Lituma pensó: "Ahora ya sabes por qué no se te iba de la tutuma la cara del negro".
—¿Quieres llevarte a uno de éstos, para que te eche una mano? —oyó la voz del teniente.
Lituma sintió que Camacho y Arévalo quedaban petrificados. Un silencio polar se instaló en la Comisaría mientras el sargento observaba a los dos guardias, y, deliberadamente, para hacerlos pasar un mal rato, se demoraba en elegir. Manzanita se había quedado con el alto de papeletas bailoteando entre los dedos y el Mocos con la cara hundida en el escritorio.

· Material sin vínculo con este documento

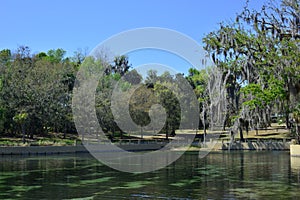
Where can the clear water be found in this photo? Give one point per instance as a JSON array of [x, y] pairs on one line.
[[223, 175]]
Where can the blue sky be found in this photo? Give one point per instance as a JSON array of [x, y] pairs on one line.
[[73, 24]]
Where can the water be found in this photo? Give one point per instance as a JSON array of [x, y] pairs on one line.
[[223, 175]]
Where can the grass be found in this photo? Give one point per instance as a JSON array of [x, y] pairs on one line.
[[276, 131]]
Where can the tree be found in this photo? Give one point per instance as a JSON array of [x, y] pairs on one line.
[[260, 52]]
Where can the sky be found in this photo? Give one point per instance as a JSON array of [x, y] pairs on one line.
[[73, 24]]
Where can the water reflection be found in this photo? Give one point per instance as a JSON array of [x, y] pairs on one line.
[[226, 175]]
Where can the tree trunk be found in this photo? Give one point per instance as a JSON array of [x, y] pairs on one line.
[[23, 133], [241, 134]]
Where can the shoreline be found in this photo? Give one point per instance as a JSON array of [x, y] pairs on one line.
[[208, 146]]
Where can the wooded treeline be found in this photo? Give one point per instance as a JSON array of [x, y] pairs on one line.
[[258, 56]]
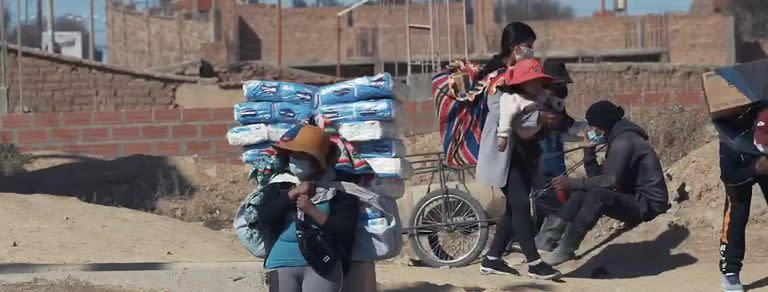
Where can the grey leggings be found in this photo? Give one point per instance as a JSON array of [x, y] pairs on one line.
[[305, 279]]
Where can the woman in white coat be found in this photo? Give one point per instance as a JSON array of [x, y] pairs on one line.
[[512, 163]]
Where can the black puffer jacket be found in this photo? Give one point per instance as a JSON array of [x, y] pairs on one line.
[[631, 166], [340, 224]]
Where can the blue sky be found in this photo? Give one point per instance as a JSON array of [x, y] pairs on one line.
[[75, 8]]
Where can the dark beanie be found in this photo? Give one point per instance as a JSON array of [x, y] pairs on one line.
[[604, 115], [516, 33]]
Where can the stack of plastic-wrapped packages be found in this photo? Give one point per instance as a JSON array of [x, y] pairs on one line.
[[363, 112], [271, 109]]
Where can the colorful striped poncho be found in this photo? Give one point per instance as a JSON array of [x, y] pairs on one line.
[[461, 109]]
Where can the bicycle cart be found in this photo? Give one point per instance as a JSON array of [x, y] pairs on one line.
[[448, 226]]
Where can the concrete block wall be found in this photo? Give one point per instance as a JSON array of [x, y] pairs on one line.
[[309, 35], [140, 40], [164, 132], [55, 83]]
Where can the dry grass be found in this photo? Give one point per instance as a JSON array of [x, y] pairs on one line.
[[11, 160]]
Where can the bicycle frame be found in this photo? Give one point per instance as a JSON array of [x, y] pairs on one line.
[[444, 173]]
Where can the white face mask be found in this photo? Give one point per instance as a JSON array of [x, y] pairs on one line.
[[527, 54], [303, 169]]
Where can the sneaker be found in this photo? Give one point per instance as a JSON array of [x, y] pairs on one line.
[[543, 271], [497, 266], [732, 283], [514, 247]]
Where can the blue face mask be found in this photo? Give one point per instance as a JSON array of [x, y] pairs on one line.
[[303, 169], [595, 138]]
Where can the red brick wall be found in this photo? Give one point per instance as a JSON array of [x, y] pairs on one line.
[[112, 134]]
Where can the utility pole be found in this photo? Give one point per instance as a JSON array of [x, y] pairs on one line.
[[91, 32], [5, 103], [279, 33], [39, 20], [51, 39], [4, 43], [19, 55]]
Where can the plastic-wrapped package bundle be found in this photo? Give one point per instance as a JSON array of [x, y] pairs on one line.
[[367, 130], [393, 187], [373, 87], [286, 112], [275, 91], [384, 148], [247, 135], [248, 113], [276, 131], [255, 153], [367, 110], [391, 167]]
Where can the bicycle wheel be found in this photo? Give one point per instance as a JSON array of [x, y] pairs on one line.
[[460, 241]]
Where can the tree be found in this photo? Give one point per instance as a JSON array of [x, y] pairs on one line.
[[521, 10]]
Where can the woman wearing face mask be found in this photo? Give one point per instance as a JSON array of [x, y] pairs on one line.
[[509, 160], [516, 44], [629, 187], [306, 151]]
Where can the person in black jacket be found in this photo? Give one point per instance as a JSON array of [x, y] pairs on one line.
[[630, 187], [740, 170], [307, 152]]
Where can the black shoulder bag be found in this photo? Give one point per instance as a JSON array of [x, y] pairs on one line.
[[317, 247]]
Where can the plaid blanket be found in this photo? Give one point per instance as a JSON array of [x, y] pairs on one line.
[[461, 109]]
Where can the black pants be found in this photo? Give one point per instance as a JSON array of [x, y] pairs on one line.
[[546, 204], [516, 221], [738, 200], [584, 208]]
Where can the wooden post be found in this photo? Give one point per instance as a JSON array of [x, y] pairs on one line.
[[464, 21], [91, 32], [51, 38], [279, 33], [338, 46], [19, 56], [448, 17], [408, 40]]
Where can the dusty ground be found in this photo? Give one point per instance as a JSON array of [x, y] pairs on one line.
[[678, 249], [67, 285], [49, 229]]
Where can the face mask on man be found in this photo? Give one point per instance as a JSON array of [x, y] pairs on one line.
[[527, 53], [596, 138], [303, 169]]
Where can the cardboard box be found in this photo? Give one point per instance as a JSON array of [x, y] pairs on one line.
[[723, 99]]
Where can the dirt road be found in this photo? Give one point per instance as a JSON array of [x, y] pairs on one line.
[[50, 229]]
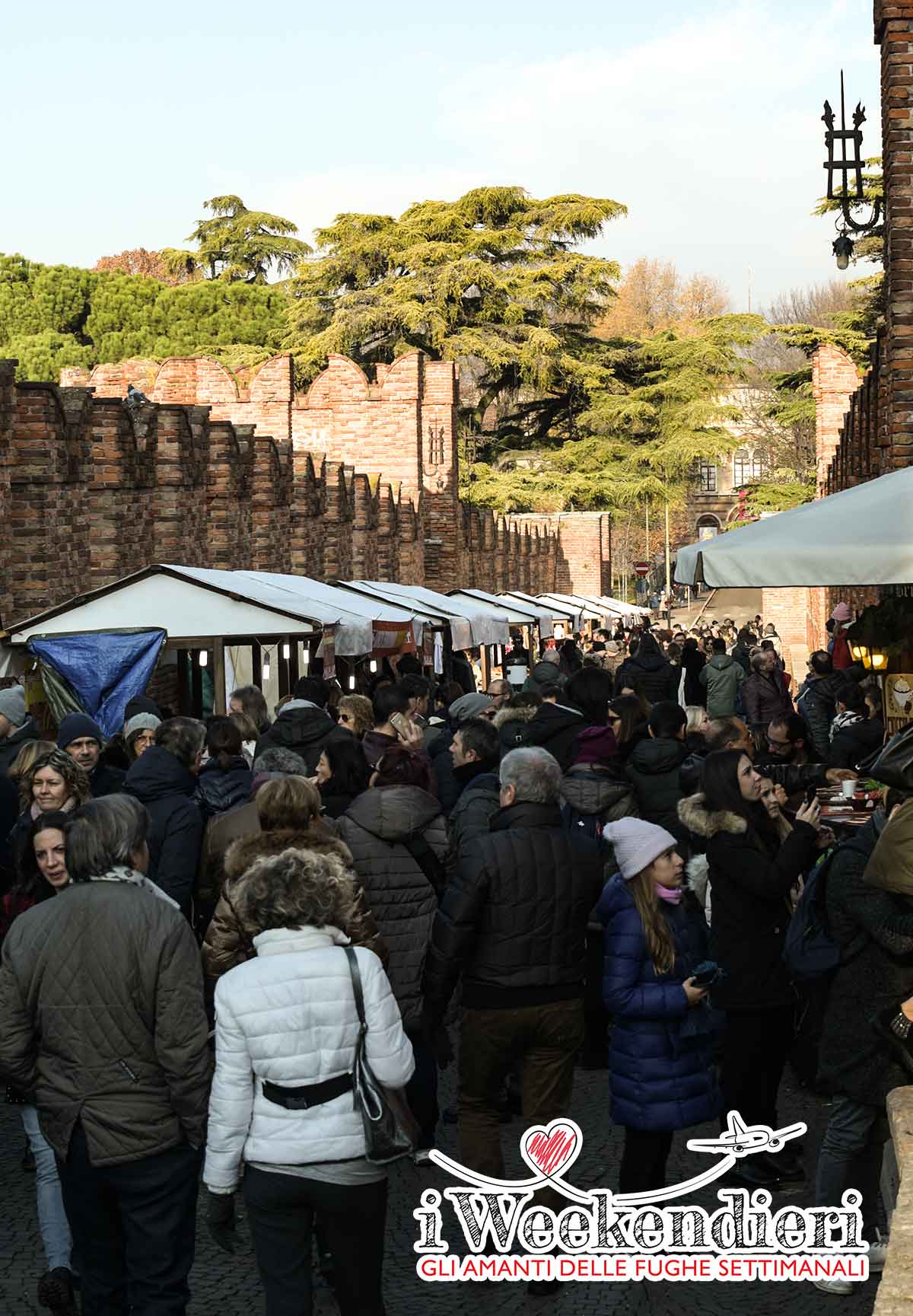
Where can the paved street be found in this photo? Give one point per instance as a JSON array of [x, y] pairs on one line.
[[225, 1286]]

—A éste —dijo Lituma, señalando a Arévalo. Sintió que Camacho respiraba hondo y vio brotar en los ojos de Manzanita todo el odio del mundo contra él y comprendió que le estaba mentando la madre.
—Estoy agripado y le iba a pedir que me exonerara de salir esta noche, mi teniente —tartamudeó Arévalo, poniendo cara de imbécil.
—Déjate de mariconerías y enchúfate el capote —se adelantó Lituma, pasando junto a él sin mirarlo—. Nos vamos de una vez.